After a week of treatment, Lauren’s numbers were normal. A new semester of college was starting and she was eager not to miss a beat; she was released from the hospital on a Friday, and was back to school on Tuesday.  However, within four months the demands of school, combined with a two hour commute home every weekend for labs, took its toll and Lauren was admitted to the hospital again.  This time was a little different though, her TTP relapse had been caught early so her platelets never dropped below 16,000 and she had the support of a special guy she had met in one of her college classes, who called her each night to talk for hours and tell jokes.  When she returned to school, they went on their first date.

Lauren wrote: “I left the hospital determined not to take life, or my health, for granted. I graduated a semester early, moved across the US to attend graduate school, lived abroad for a summer, focused my thesis on peer mentorship in chronic illness, and took a job where my work is focused on improving the experience of healthcare.”

And she married that special guy.

It had been six years since her last TTP treatment, but when she moved to a new state she found a hematologist nearby, “just to be safe”.  Her hematologist told her that after all this time she was unlikely to relapse… but two months later she did.

Lauren didn’t want to believe it, but the telltale bruising, orange urine, and red dots were all there.  Unfortunately, the local hospital didn’t have an in-house pheresis team so she had to wait for treatment.  Lauren’s platelet count of 10,000 fell to 7,000 and her neck catheter wouldn’t stop bleeding.  All night, and into the next afternoon, she and her husband argued with staff and new shifts of doctors, about the urgency with which she needed treatment.  She had started to feel chest pain and was getting scared.

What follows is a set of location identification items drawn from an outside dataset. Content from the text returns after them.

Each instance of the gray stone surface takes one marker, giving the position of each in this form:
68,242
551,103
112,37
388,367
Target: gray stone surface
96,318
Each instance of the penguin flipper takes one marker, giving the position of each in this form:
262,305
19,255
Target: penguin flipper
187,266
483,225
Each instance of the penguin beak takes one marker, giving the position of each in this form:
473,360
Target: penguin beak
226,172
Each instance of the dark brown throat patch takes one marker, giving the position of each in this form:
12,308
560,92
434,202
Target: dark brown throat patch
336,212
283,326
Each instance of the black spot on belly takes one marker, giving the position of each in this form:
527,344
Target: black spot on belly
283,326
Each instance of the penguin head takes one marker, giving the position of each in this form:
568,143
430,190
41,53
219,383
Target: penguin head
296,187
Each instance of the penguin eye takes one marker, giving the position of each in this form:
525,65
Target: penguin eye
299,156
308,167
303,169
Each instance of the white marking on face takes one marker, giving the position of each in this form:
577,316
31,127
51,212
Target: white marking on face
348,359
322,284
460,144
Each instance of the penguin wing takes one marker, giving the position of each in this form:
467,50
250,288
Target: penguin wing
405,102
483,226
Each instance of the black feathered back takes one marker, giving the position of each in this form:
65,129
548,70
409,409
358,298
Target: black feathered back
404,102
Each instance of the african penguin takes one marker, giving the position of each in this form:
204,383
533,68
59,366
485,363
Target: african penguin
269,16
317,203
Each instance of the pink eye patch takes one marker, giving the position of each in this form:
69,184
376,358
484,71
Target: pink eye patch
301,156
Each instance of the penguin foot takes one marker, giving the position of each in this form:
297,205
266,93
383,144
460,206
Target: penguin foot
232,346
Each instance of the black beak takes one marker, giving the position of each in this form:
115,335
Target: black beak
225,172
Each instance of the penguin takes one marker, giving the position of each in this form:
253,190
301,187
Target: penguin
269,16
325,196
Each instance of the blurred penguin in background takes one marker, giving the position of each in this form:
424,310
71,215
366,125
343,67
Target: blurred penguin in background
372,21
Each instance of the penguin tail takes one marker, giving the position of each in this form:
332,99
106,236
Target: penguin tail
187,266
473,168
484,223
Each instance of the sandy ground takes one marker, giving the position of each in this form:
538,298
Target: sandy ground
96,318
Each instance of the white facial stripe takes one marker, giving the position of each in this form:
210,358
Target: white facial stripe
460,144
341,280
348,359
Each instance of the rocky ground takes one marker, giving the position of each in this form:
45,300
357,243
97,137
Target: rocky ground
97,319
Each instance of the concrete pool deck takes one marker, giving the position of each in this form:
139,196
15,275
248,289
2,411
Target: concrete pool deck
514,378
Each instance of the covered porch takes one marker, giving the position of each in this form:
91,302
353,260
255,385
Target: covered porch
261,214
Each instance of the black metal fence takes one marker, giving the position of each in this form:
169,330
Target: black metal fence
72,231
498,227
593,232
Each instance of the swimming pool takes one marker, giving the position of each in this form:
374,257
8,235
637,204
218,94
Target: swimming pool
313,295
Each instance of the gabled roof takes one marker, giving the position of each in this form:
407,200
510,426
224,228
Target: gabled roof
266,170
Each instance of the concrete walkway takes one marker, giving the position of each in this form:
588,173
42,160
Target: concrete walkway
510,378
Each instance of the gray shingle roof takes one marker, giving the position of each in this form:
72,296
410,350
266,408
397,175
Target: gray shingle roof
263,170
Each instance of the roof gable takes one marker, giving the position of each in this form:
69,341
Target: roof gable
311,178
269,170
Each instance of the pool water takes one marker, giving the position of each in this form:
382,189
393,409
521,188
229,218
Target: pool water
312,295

Finally, the next morning, the pheresis team arrived.  Lauren received two weeks of plasmapheresis treatment, followed by a month of prednisone and four targeted chemotherapy agent treatments to help prevent a relapse.

It was at this point that Lauren reached out to Answering TTP Foundation to share her story, and become an active volunteer.  Besides lending her design skills to turn educational materials from drab to dynamic, Lauren has provided one on one peer support to other patients and valuable patient feedback to develop educational resources.

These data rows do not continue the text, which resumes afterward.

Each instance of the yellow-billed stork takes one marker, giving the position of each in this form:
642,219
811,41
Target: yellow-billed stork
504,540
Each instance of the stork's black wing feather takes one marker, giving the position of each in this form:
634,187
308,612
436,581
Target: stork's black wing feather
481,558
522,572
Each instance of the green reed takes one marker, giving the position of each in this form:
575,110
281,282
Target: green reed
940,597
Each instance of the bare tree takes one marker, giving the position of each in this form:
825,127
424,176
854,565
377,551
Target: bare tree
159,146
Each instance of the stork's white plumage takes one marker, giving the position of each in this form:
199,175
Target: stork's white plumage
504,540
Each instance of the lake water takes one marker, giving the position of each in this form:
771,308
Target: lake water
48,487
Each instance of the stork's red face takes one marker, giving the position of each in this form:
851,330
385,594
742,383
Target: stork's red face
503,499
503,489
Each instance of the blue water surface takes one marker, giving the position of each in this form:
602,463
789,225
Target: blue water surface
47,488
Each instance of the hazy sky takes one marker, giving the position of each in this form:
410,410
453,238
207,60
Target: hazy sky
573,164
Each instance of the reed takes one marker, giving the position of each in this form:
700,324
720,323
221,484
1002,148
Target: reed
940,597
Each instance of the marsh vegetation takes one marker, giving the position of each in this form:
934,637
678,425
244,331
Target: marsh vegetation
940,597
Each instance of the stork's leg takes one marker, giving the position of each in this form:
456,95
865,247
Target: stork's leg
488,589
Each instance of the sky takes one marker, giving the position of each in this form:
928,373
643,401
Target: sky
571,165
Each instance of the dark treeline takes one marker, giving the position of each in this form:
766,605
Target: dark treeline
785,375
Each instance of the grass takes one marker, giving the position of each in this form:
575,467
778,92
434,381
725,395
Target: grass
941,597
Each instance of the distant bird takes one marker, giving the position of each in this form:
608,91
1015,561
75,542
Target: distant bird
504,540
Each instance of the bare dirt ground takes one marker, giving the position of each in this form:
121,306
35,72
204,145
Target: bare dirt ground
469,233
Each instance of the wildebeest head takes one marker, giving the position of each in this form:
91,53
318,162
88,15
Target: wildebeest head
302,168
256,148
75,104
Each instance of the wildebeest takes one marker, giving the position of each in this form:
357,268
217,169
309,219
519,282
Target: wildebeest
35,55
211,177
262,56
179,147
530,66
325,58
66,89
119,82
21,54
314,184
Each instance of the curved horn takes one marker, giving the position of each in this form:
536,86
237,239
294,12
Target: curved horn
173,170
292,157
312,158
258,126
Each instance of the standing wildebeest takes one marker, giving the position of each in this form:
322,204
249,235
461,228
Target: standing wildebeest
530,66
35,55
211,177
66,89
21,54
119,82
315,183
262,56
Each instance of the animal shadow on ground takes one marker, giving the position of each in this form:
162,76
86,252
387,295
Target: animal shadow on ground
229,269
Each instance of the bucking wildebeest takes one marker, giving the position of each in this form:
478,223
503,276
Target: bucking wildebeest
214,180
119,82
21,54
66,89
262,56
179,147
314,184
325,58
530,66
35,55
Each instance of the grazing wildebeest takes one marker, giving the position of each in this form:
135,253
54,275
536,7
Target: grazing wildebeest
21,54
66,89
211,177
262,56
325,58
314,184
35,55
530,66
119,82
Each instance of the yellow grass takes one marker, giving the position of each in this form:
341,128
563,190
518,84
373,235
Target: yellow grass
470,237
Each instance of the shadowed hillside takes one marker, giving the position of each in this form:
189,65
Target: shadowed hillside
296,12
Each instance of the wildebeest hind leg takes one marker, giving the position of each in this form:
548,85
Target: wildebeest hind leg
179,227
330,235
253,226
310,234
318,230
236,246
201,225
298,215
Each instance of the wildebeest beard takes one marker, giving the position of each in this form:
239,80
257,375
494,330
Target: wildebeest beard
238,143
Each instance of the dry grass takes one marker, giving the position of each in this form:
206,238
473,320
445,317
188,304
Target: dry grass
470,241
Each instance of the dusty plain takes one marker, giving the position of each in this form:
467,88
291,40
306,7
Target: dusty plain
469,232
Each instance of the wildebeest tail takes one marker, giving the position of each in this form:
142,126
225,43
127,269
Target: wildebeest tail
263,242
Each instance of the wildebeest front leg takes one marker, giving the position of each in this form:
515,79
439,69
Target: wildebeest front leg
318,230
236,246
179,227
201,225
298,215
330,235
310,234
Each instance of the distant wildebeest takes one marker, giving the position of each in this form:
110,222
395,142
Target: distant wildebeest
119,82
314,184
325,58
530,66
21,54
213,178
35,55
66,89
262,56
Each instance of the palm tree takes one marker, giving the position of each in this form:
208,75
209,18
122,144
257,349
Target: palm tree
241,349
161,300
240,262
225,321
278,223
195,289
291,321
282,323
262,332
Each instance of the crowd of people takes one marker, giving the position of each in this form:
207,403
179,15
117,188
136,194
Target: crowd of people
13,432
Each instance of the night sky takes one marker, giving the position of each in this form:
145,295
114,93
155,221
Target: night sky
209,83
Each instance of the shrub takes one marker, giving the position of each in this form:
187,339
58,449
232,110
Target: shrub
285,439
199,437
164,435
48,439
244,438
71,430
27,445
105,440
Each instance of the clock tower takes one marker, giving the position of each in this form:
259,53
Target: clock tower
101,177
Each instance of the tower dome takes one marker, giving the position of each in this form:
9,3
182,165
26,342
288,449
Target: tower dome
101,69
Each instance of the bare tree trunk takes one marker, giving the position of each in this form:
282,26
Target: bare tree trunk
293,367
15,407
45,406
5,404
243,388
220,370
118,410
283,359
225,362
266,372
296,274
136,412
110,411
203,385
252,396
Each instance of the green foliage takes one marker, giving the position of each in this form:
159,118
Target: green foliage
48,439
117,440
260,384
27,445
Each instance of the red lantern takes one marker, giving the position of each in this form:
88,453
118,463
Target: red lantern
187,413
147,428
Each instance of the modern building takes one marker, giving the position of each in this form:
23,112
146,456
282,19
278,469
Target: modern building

Lauren’s doctor had encouraged her not to be afraid of having kids in a couple of years, as he had seen other TTP patients deliver children with no problems. In 2015, Lauren gave birth to a healthy baby girl whom she and her husband named Elizabeth. Then again in 2018 Lauren was in her 37th week of pregnancy with their second child when she relaped. 

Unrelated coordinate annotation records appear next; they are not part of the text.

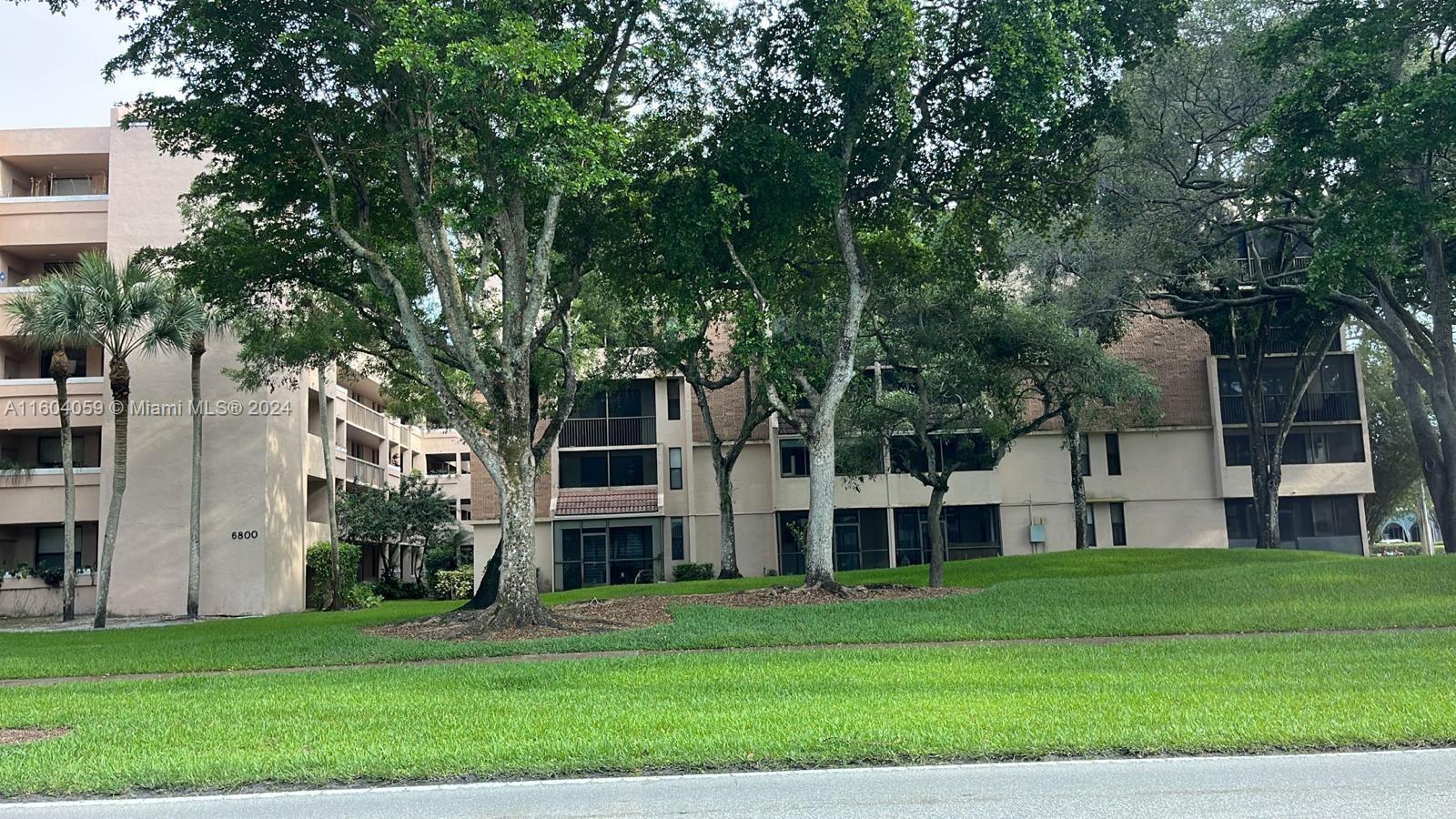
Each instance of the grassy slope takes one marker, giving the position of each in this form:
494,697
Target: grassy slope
1062,595
713,710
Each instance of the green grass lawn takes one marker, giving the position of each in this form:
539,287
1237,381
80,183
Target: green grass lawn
824,705
1062,595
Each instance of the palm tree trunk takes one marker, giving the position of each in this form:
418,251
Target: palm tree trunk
329,497
1079,493
194,570
121,416
69,474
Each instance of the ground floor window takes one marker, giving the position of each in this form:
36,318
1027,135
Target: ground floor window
606,552
50,547
861,540
970,532
1118,515
1322,522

On September 23rd, Lauren was admitted to hospital with a platelet count of just 6,000.  The plasmapheresis exchanges that she had responded to so readily in the past, failed to work.  The doctors theorized that the pregnancy was inhibiting Lauren’s ability to respond to the treatment, so they gave her platelets that allowed her to deliver her daughter Samantha.  Lauren was able to hold her daughter and introduce her to her big sister Elizabeth, aged almost three.  However, before she could receive any more treatments, Lauren suffered a seizure and thirty minutes later, her heart stopped.

Lauren’s passing has hit the community hard.  It is a stark reminder of the fragility of all TTP patients.  How quickly the tide can turn, and how desperately we need better treatments and a cure.

Lauren knew this.  And yet she chose to live her life with vibrancy, kindness and generosity.  At one point, she wrote: “My message to other patients is that despite TTP, life can still go on and be a joy. TTP has continued to harden my determination to work hard to hold onto health, sunshine, and a good life.”

This year Lauren was awarded the Foundation’s Volunteer of the Year award in recognition of her strength, inspiration, positivity and her dedication to making life better for all those affected by TTP. We will miss her.

In one of Lauren’s letters, she quoted Viktor Frankl, saying: “The last of one's freedoms is the ability to choose one's attitude in any given circumstance."